確かに、学生時代を含め、如月のα運の無さには定評がある。それどころか、事件の被害者になり得た過去まである。事件のことは皆知らないが、α運のないことは周知の事実で、ここでは如月のα嫌悪症について誰も否定はしない。同僚や後輩は彼らがここに就職をしてからのことしか知らないが、それでも社員一同、如月のα嫌いは暗黙の了解で、皆あっさり納得したものだ。
「今日は、夕飯食べにくるでしょ?」
「行く」
如月は躊躇なく頷いた。
「ああ、じゃあ頼む」
一応、仕事の話を終えると、如月にかけた電話を一方的に佐々木へ転送された御堂は片眉を上げた。
「ったく。猫が毛を逆立ててるみたいだな…」
小さく呟けば、
「なあに、先生?フラれたんですか」
看護師の一人がカルテを整えながら呆れたように声をかけた。彼女はΩの女性で、もう60歳になる。
過去に何があったものか、生涯独身を貫く、という姿勢は今も健在だ。
「そんなとこ」
「珍しいですね。…その様子じゃ、先生の方が入れ込んでるのかしら」
「…そんなとこ」
ふふ、と笑う彼女は、とても60歳が近いとは思えない。スタイルは良く、肌もみずみずしい。

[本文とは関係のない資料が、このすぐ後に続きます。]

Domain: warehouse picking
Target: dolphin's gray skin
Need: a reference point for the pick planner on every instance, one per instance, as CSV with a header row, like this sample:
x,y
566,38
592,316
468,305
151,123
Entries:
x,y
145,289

「面倒なことは嫌う貴方がね。先生、想う相手を追いかけたことないでしょう」
御堂は天井に視線をやり、
「無い。てか、それなりに遊んだし付き合いはしたけど、まともに人を好きになったことが無いかも」
「そのままじゃ玉砕ね」
「は?」
「追いかけるのは、大変なんですよ」
「そんなもんなの」
「そんなもん、じゃないの。その人に本気になりそうなら、あれこれ画策するよりも先に、今までの女性とはきちんと縁を切って、俺様根性は程々になさいね。スマホのデータも全部消しておきなさい」
「別に、そんなもんねーけど?」
訳がわからない、という表情できょとん、と見返してくる御堂を見て、看護師は温く笑った。